2016-05-17

Image: Policy Exchange

The Justice Committee have just published a grim report on prison safety, yet another catalogue of concerns about the decline in safety and the rising tide of violence in Prisons in England and Wales.  Statistics attest to rising rates of self-inflicted deaths, self-harm and violent assaults in prisons.

It concludes by suggesting that the Ministry of Justice and the National Offender Management Service must produce an action plan for improvement.

None of this comes as a shock for anyone who has contact with prisons and prisoners in England and Wales.

While the call for an action plan will no doubt be welcomed by a number of individuals, before the Queen’s Speech it seems safe to suggest that the Ministry of Justice already has one.

The justice minister, Michael Gove is committed to reform, but few seem to have picked up on the ideas driving his plan.
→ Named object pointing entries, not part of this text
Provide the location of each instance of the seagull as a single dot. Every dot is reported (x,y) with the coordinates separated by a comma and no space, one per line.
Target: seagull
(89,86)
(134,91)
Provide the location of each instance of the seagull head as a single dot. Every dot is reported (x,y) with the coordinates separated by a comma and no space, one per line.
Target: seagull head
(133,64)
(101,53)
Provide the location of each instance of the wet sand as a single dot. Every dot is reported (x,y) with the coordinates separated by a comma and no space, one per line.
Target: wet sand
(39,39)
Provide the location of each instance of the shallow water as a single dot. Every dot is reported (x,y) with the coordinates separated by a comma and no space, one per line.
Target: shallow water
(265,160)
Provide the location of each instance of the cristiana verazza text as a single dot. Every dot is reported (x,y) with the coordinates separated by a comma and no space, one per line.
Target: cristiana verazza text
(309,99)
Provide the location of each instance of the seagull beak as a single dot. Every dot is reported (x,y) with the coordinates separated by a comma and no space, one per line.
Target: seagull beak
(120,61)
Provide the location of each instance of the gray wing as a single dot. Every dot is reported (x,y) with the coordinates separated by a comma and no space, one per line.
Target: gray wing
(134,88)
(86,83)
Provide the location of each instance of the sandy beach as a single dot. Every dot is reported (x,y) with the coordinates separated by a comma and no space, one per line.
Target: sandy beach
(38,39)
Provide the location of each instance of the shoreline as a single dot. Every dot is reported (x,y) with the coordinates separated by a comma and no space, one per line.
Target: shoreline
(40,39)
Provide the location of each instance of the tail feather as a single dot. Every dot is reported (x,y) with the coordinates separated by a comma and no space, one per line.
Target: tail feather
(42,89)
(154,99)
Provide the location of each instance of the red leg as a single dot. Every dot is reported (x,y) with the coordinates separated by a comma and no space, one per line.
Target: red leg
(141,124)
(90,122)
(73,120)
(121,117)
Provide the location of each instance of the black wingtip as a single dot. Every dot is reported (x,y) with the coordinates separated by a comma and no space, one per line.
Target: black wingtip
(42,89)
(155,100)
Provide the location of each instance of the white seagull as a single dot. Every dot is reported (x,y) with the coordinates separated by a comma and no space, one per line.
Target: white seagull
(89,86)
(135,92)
In July 2015, Gove was photographed leaving hospital after injuring his foot with a with a  copy of right wing American academic John DiIulio’s book Governing Prisons (published during the American carceral boom of the 1980s) under his arm.

Diullio argued that the violence occurring in the most troublesome prisons in the US was not due to overcrowding, poor training or shortage of staff, explanations like those on the Justice Select committee have offered for the turmoil in prisons.

Instead he averred that prison violence was merely a matter of a failure of prison managers to impose an appropriate social regime.

Gove’s plan to give greater power to prison managers suggests a similar mentality — by holding individuals to account for successes and failures, he believes we can have a better, less violent prison system.

While such a view doesn’t reflect the wide range of factors believed to be contributing to problems in prisons, it is likely that it is these ideas will support the core legislative elements that will be revealed in the Queen’s Speech.

Yet moving forward, it is worth remembering that not all prisons are violent and dangerous places.  Indeed most of the problems with violence, suicide, self-harm and disorder are being encountered in a minority of jails.

Some prisons witness quite low levels of violence, for example, those institutions that hold sex offenders (a population which tends to be older) see far less violence, disorder and self-harm.  Others have greater problems.  Prison management and leadership is likely to be a factor, but the rise in violence may be deeper rooted still.

The reasons for the rise in violence and suicide have been much debated.  Prison staff and prisoners alike know well that the influx of new psychoactive substances (sometimes daubed legal highs), have had a significant impact on the working of the prison sub rosa economy, and debt and indebtedness is a driver for much prison violence (and always has been).

So too the decline in safety has variously been attributed to a more challenging mix of prisoners, and a higher than anticipated prison population, at a time when staffing numbers had been reduced quite drastically and budgets have been cut severely as part of a drive for austerity (of course prisons are an easy place for the financial axe to fall because prisoners elicit so little public sympathy).

All this suggests that there are a number of factors that taken together can influence violence, a point which is seemingly at odds with Diullio’s central contention.

While it is undeniable that significant number of prisons had been operating at staffing levels below what was necessary to maintain reasonable, safe and rehabilitative regimes, it is also undeniable that outside the prison walls, society has changed and its current ethos is one that blames individuals for failure, not social systems.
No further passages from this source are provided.